Это позиция рискованная, но привлекательная уже потому, что на первый план выдвигается личная ответственность. И попытки примирить эти крайности («.люблю Отчизну бедную, как маму бедную мою») всегда трагичны: «люблю не народ, а отдельных его представителей» – иначе не получается.

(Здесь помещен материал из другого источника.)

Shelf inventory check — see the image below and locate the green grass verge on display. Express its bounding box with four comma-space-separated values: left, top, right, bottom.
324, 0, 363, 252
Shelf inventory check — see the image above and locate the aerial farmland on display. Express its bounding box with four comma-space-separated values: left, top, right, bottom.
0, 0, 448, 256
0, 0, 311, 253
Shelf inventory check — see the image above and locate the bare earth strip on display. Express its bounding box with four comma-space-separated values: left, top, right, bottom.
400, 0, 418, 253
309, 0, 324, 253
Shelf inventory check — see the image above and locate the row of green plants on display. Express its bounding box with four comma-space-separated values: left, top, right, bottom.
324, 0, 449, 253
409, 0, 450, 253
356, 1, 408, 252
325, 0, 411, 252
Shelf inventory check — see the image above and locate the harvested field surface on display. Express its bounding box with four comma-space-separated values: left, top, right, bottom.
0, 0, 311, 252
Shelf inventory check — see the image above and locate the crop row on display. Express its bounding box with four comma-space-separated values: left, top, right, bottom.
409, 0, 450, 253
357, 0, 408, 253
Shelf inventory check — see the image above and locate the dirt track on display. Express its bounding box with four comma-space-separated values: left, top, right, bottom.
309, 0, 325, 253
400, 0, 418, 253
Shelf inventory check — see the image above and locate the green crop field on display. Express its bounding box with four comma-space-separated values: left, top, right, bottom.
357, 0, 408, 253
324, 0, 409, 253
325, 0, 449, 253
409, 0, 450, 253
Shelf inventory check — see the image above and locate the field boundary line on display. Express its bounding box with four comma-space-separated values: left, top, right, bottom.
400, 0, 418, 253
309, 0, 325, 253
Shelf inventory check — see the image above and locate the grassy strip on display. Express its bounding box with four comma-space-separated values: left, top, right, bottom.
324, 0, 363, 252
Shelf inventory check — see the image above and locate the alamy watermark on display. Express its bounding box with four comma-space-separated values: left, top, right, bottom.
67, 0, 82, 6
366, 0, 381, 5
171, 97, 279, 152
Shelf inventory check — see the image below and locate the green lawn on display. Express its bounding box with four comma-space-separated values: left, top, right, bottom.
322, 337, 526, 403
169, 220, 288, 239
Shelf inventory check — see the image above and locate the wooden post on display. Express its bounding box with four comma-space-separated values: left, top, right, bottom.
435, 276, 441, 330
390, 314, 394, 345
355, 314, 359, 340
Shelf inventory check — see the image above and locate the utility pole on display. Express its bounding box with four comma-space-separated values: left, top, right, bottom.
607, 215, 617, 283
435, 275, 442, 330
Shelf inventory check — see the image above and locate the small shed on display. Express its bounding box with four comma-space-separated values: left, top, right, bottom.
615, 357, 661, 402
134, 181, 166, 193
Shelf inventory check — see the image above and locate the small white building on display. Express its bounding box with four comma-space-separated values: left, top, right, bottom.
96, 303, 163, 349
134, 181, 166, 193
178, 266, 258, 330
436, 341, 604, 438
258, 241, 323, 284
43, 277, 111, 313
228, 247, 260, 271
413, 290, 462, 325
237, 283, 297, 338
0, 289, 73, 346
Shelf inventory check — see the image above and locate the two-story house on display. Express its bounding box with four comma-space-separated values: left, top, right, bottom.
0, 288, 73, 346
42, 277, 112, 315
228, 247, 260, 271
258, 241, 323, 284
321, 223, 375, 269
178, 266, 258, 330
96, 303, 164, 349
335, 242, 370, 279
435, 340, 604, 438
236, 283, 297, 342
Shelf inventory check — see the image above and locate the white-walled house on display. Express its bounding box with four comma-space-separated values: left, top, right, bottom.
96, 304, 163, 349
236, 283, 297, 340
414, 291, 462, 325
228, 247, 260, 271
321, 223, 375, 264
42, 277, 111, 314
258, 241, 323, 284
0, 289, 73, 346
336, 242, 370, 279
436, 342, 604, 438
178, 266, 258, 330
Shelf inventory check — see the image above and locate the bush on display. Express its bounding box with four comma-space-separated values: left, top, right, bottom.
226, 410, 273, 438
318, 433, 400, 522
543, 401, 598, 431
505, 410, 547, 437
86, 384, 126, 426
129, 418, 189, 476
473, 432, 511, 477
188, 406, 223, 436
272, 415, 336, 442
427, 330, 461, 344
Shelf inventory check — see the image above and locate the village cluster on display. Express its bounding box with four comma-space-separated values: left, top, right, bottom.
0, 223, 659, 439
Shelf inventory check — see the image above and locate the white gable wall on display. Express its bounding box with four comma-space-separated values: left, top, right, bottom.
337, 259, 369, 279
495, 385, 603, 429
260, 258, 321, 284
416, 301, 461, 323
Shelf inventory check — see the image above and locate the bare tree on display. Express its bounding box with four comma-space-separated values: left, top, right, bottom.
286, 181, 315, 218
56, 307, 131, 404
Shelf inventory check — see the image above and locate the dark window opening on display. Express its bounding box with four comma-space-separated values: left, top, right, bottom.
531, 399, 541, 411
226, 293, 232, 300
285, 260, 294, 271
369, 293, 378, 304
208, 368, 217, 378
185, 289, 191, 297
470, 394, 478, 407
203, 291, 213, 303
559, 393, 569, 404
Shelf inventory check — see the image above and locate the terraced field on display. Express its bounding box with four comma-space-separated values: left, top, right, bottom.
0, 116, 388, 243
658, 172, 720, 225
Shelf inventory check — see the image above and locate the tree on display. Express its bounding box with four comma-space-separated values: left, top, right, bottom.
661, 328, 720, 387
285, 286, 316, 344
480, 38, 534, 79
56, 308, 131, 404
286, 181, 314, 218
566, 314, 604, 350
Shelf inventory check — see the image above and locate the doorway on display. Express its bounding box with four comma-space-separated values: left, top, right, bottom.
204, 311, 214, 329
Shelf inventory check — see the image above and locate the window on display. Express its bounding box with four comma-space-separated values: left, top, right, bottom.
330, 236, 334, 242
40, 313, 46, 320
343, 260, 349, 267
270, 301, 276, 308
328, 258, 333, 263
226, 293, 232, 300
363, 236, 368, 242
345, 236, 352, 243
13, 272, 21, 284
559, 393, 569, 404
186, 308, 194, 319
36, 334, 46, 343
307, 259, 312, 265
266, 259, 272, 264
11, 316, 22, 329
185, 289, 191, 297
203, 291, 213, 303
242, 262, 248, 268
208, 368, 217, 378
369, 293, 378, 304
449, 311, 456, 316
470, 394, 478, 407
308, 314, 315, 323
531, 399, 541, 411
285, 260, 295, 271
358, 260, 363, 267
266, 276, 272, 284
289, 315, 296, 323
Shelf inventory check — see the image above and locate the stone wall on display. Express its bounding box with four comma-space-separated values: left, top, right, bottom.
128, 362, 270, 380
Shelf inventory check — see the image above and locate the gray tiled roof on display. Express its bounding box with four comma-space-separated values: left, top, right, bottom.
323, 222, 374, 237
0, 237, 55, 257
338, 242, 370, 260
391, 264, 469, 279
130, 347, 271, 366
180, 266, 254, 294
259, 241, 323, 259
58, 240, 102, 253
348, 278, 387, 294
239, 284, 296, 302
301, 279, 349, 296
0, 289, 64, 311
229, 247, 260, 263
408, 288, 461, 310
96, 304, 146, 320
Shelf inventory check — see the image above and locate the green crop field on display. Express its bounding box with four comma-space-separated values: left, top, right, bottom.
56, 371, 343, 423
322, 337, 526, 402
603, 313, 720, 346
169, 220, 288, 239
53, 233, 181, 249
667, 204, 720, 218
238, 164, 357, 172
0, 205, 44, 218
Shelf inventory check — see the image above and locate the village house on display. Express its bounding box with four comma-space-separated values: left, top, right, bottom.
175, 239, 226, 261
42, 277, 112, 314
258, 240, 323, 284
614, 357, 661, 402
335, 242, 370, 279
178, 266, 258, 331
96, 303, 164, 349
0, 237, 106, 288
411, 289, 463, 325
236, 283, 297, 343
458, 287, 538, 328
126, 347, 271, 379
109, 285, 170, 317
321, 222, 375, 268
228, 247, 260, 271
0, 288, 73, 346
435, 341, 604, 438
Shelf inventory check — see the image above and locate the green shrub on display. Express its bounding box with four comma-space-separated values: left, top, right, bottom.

Родители Окуджавы пытались изменить сам вектор истории, переломить ее доминанту, но история на этот раз оказалась сильней. Не случайно уже в последние годы, после многих и горьких слов о коммунистической власти, Окуджава заявил прямо: «Но самое ужасное заключается в том, что постепенно, изучая русскую историю, набираясь опыта, я сделал для себя вывод, что большинство наших бед – это не результат дурного влияния коммунистов. Это наши исторические беды. Это наша психология. Просто коммунисты воспользовались некоторыми нашими чертами. Усугубили их» (из интервью Ксении Рождественской, 1996). Драма шестидесятников усугублялась тем, что значительная часть их – Юлиан Семенов, Юрий Трифонов, Марлен Хуциев, Лев Аннинский, Василий Аксенов – по рождению принадлежала именно к советской элите, либо выбитой репрессиями, либо погибшей на войне. Для этих людей расставание с коммунистическими иллюзиями означало еще и предательство памяти родителей – вот почему, скажем, Трифонов так мучительно пытается определить момент, в который революция пошла не по тому пути (ради этого – в первую очередь ради спасения идеалов! – затеян весь «Отблеск костра», весь «Старик»: понять, как «Нетерпение» одних обернулось «Исчезновением» других). Трифонов, нимало не стесняясь, идеализирует и родителей, и сверстников, живущих в Доме на набережной и готовящих себя к великой войне; себя и товарищей он чувствует новыми людьми, о которых веками мечтало человечество. Проще всего сказать, что в перерождении революции виновато насилие, которое ничего, кроме ответного насилия, породить не в состоянии. Труднее смириться с другим: неужели человечество обречено отказаться от мечты о справедливом мире – потому что эта мечта неизбежно приводит в казарму? Может, стоит предположить, что неудачей оказалась только первая попытка? Ведь человечество, отказавшееся от идеалов, – это, пожалуй, похуже, чем казарма.